The ultimate goal of this exercise is not the measurement of epidermal thickness, but rather to enable automatic and accurate feature identification in the complex OCT images of skin. The IA presented in this letter generally finds contours in these images despite the complicating presence of a speckle mask. It not only has potential application in the analysis of OCT of other tissues including the esophagus and the retina but also potential to analyze ultrasound images. Epidermal thickness is not only a parameter of skin health, but also a feature overlaying the boundary of basal and squamous cell tumors. Any robust method designed to perform optical biopsy or identify tumor margins will certainly need to identify basic structural features such as the DEJ. The work presented in this paper is a first step towards the fully automated analysis of skin OCT images.
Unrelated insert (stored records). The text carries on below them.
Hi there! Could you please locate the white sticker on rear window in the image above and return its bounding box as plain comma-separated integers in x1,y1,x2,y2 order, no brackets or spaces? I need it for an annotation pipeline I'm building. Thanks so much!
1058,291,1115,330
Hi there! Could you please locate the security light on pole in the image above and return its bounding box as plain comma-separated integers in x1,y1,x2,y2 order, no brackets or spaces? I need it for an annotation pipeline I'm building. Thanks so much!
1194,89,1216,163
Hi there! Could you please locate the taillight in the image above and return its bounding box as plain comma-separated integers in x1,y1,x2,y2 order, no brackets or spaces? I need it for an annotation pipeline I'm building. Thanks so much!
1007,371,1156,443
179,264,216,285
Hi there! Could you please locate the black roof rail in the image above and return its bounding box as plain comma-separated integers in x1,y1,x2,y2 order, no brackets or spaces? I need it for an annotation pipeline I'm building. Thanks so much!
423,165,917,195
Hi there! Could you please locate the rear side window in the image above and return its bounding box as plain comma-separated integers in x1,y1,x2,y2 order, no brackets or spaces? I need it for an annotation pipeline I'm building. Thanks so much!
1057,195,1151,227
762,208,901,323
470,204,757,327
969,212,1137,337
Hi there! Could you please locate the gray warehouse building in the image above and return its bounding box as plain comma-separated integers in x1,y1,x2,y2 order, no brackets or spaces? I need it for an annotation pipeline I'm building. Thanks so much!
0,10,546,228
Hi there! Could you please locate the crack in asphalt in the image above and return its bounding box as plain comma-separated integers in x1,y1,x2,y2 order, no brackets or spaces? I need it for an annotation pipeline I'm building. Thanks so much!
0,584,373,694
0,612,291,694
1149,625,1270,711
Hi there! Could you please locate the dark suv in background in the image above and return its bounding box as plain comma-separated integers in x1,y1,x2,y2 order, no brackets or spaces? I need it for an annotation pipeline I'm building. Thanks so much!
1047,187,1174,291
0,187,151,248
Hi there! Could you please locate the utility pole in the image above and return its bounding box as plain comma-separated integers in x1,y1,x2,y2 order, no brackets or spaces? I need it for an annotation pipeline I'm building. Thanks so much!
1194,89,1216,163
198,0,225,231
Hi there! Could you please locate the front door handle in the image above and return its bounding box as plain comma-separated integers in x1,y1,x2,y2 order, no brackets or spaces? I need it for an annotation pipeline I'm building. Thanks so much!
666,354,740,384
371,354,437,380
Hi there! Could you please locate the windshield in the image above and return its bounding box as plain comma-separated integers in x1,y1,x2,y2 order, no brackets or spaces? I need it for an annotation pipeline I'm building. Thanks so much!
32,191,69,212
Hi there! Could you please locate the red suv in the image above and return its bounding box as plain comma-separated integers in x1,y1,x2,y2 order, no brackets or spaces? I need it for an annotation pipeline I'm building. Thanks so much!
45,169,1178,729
The results presented here show that OCT images of human skin can be successfully interpreted by automated image analysis. The use of shapelet decomposition techniques to find soft boundaries within noisy images represents a novel approach that allows automated segmentation of the image and measurement of important parameters such as epidermal thickness. While there are many other features that are important targets for automated identification within these images, this work represents an important step towards fully automated image analysis of OCT images of skin. The existence of a successful and easily automated IA approach gives us confidence that there is further clinical utility of OCT for human skin. Advances such as phase contrast and polarization analysis  have shown potential in the laboratory but have yet to be incorporated in commercial equipment. Further improvements in both hardware and analysis will bolster use of the technique.
This study was supported in part by funding from the NIH under contract #1-R33-CA91354-01A1. The authors would like to thank Dr. Christine Ammirati, Dane Drutis, Manoj Misra, Professor Peter So, Robert Velthuizen, Carol Vincent and Siavash Yazdanfar for many helpful discussions.